Kolejna firma ugięła się przed Trumpem? Plany miliardowych inwestycji w USA
Firma IBM ogłosiła, że planuje zainwestować w USA w ciągu najbliższych pięciu lat 150 mld dolarów. Inwestycje te mają napędzić gospodarkę amerykańską i przyspieszyć jej awans do grona światowych liderów w dziedzinie informatyki.
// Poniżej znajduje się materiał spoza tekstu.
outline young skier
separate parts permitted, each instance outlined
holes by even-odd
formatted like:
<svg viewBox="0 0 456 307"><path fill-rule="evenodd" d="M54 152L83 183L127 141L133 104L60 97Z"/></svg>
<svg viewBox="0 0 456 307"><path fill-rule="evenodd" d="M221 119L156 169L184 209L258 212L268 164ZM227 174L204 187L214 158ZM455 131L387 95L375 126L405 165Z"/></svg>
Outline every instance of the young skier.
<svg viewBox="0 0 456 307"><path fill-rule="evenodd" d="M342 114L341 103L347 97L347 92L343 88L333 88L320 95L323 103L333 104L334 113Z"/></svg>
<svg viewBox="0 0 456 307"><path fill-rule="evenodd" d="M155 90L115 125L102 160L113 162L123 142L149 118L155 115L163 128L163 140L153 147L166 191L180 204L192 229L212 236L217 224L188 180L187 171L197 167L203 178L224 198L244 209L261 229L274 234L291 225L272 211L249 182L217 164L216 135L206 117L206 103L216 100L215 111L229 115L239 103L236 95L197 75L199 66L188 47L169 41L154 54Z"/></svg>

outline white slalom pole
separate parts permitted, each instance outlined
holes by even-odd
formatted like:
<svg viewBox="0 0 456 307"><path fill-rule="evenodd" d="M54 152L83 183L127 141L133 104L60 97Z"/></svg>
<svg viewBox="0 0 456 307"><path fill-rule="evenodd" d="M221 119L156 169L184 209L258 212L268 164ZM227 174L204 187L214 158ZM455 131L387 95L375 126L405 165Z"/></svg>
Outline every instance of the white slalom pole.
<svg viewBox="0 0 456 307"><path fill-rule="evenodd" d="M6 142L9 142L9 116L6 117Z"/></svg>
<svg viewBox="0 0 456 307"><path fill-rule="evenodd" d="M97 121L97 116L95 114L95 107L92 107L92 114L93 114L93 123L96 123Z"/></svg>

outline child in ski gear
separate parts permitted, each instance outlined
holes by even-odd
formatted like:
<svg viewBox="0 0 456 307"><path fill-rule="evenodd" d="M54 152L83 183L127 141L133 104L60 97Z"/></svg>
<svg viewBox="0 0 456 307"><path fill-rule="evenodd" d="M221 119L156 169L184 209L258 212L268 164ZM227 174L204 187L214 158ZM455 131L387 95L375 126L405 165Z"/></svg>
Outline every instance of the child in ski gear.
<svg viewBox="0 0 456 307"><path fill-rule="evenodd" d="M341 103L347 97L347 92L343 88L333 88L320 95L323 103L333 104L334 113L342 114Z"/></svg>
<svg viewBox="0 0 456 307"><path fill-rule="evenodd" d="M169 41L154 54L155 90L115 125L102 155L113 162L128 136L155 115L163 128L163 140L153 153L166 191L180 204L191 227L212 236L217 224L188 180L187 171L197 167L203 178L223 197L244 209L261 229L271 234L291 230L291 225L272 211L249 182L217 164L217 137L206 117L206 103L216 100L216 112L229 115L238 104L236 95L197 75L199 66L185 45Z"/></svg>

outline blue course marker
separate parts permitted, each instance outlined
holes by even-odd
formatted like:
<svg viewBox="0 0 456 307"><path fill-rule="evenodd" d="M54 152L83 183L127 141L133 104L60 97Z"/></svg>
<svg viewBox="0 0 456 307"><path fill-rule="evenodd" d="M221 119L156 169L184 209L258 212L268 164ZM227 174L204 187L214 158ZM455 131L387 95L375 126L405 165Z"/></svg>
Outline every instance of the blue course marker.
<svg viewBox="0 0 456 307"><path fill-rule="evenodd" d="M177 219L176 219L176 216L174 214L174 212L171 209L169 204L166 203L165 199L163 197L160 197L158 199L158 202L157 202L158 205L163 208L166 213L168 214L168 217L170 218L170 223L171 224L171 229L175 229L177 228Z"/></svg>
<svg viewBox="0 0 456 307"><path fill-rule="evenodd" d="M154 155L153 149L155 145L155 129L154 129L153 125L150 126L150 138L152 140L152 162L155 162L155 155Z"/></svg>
Decyzja ta wpisuje się w serię podobnych reakcji globalnych gigantów na politykę handlową Donalda Trumpa - IBM nie jest pierwszą firmą, która poinformowała w ostatnich tygodniach o zamiarze wielomiliardowych inwestycji w bliskiej przyszłości na amerykańskim rynku.
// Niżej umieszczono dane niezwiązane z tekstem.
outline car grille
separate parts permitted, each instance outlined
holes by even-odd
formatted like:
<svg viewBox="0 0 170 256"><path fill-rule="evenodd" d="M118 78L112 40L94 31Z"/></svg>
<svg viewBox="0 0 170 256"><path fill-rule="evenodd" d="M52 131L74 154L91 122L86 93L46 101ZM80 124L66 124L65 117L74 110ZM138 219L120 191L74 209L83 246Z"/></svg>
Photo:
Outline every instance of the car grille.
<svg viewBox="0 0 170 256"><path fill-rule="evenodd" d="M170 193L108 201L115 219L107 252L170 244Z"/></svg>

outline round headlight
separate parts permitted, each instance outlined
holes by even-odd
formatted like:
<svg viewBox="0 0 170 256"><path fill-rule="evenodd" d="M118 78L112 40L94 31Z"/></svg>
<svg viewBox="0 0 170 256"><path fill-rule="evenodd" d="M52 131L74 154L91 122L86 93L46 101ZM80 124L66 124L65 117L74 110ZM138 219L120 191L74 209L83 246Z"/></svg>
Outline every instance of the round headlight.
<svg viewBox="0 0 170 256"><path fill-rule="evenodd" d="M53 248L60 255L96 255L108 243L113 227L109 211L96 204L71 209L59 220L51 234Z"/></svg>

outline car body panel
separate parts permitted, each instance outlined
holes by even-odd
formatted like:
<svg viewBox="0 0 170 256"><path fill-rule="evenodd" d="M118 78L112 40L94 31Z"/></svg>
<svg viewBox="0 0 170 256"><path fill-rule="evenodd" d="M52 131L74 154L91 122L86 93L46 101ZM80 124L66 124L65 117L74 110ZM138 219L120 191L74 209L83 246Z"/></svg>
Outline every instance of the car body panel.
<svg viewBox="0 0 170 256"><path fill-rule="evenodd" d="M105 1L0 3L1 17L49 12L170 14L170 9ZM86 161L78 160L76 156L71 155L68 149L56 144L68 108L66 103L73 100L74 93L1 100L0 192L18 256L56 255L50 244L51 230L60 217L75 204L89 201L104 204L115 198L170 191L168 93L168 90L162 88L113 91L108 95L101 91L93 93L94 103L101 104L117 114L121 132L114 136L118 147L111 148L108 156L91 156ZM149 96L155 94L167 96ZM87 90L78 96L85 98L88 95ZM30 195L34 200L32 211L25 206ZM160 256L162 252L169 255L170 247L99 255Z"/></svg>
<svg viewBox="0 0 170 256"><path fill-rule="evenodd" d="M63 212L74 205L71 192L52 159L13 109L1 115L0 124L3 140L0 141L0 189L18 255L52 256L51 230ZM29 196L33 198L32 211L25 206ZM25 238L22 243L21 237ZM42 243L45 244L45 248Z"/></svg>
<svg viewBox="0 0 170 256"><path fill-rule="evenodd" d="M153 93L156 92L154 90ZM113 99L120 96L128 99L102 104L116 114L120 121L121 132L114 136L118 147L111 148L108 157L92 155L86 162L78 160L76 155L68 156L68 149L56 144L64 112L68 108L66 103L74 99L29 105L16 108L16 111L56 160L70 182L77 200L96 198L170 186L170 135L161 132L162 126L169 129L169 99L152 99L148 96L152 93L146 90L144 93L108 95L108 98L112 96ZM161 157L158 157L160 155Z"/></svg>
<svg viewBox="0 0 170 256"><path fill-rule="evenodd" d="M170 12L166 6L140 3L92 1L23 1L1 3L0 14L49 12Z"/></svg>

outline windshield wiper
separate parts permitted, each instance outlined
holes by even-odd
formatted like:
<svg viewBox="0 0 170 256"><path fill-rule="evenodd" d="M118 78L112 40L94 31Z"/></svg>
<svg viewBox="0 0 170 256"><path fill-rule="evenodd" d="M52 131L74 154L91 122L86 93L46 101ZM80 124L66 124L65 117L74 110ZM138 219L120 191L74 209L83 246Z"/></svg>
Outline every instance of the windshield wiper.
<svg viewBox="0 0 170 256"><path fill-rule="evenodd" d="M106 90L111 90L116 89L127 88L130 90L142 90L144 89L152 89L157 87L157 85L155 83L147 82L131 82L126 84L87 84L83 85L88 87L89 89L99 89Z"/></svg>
Jak czytamy na stronie korporacyjnej IBM, planowane inwestycje obejmują m.in. ponad 30 mld dolarów, które zostaną zainwestowane w same tylko badania i rozwój, co ma przyczynić się do udoskonalenia produkcji komputerów klasy mainframe i komputerów kwantowych rozwijanych przez IBM.
"Technologia nie tylko buduje przyszłość - ona ją definiuje" - powiedział, cytowany w komunikacie prasowym firmy, prezes i dyrektor wykonawczy IBM Arvind Krishna. "Miejsca pracy w USA i produkowanie w USA są w centrum naszej uwagi od założenia naszej firmy 114 lat temu, a poprzez to zobowiązanie inwestycyjne i produkcyjne gwarantujemy, że IBM pozostanie światowym epicentrum najbardziej zaawansowanych możliwości obliczeniowych i sztucznej inteligencji".
Decyzja IBM wpisuje się w serię reakcji globalnych koncernów na politykę celną prezydenta USA Donalda Trumpa.
Nie dalej jak 22 kwietnia firma farmaceutyczna Roche zapowiedziała, że w ciągu nadchodzących pięciu lat zainwestuje w USA 50 miliardów dolarów i stworzy 12 tysięcy miejsc pracy. Na początku kwietnia inny koncern farmaceutyczny - Novartis - poinformował o zamiarze realizacji inwestycji w Stanach Zjednoczonych o wartości 23 mld dolarów, także w ciągu najbliższych pięciu lat. Administracja Donalda Trumpa sygnalizowała wcześniej chęć nałożenia ceł na sektor farmaceutyczny.
Z kolei jeszcze w lutym gigant technologiczny Apple ogłosił, że zrealizuje w USA w ciągu następnych czterech lat inwestycje, których koszt wyniesie 500 mld dolarów. Obejmują one m.in. budowę fabryki w Teksasie, gdzie będą składane serwery wykorzystywane w centrach danych zasilających sztuczną inteligencję. Według szefa Apple Tima Cooka inwestycje te stworzą 20 tys. miejsc pracy dla wykwalifikowanych pracowników.
Sam Donald Trump podziękował wówczas Timowi Cookowi na swojej platformie społecznościowej Truth Social. Amerykański przywódca wielokrotnie sygnalizował, że swoją polityką celną chce skłonić koncerny do przenoszenia produkcji do USA, np. z krajów azjatyckich, i tworzenia tutaj miejsc pracy.